It took me a while but I think the difference between Vertex and Gemini APIs is that Vertex is meant for existing GCP users and Gemini API for everyone else. If you are already using GCP then Vertex API works like everything else there. If you are not, then Gemini API is much easier. But they really should spell it out, currently it's really confusing.
Also they should make it clearer which SDKs, documents, pricing, SLAs etc apply to each. I still get confused when I google up some detail and end up reading the wrong document.

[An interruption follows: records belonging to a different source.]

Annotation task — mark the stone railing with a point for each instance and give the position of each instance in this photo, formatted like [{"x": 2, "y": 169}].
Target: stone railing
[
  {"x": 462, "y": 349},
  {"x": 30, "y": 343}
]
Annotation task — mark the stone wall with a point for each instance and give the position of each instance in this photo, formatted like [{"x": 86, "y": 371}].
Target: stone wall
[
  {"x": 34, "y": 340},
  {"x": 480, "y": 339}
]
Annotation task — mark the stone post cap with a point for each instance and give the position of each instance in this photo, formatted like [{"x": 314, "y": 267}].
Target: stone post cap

> I think the difference between Vertex and Gemini APIs is that Vertex is meant for existing GCP users and Gemini API for everyone else
Nahh, not really - Vertex has a HUGE feature surface, and can run a ton of models and frameworks. Gemini happens to be one of them, but you could also run non-google LLMs, non LLM stuff, run notebooks against your dataset, manage data flow and storage, and and and…

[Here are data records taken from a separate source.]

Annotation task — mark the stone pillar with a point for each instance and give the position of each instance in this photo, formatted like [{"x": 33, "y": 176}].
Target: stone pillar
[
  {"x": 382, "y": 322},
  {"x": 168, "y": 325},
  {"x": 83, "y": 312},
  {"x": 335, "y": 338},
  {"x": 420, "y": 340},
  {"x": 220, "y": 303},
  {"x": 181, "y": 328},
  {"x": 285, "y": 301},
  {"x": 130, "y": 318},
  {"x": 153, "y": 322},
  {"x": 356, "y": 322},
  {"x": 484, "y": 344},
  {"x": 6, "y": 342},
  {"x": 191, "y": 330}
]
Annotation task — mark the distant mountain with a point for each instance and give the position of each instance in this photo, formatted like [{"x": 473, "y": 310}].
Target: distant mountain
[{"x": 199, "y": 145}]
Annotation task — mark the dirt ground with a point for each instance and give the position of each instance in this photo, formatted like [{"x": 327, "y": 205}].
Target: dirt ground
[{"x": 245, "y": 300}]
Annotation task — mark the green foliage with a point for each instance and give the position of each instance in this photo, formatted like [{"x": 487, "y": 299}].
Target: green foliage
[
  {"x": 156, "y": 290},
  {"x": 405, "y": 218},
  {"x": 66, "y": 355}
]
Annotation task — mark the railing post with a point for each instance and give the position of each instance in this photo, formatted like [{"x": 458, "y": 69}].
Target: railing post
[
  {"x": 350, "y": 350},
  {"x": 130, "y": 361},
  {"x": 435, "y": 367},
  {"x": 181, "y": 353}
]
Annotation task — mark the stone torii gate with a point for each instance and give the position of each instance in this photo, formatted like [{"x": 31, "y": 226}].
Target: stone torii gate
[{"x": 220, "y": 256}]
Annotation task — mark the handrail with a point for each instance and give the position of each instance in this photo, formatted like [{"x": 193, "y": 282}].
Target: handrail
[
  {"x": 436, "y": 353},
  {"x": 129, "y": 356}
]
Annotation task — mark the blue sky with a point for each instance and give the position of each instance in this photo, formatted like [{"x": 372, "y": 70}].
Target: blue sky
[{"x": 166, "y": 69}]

The key to running LLM services in prod is setting up Gemini in Vertex, Anthropic models on AWS Bedrock and OpenAI models on Azure. It's a completely different world in terms of uptime, latency and output performance.

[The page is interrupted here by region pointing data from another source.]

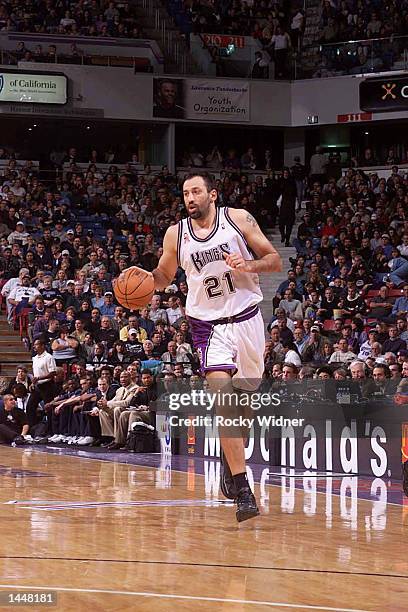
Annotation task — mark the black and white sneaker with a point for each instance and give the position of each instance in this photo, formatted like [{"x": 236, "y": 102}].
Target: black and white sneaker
[
  {"x": 246, "y": 505},
  {"x": 405, "y": 478},
  {"x": 227, "y": 486}
]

Have you had any luck getting your Claude quota bumped on Bedrock? I tried working through AWS support but got nowhere. Gave up and used Vertex + Gemini
Does OpenAI on azure still have that insane latency for content filtering? Last time I checked it added a huge # to time to first token, making azure hosting for real time scenarios impractical.
Ex-googler here. Google shipped their org hierarchy here.
Vertex API is managed by Vertex team in Google Cloud. This is a production ready infrastructure that is SRE managed but usually one or two steps from the bleeding edge.
Gemini API, Jules etc are built by Google Labs. This is close to the bleeding edge but not as production ready.
Also they should make it clearer which SDKs, documents, pricing, SLAs etc apply to each. I still get confused when I google up some detail and end up reading the wrong document.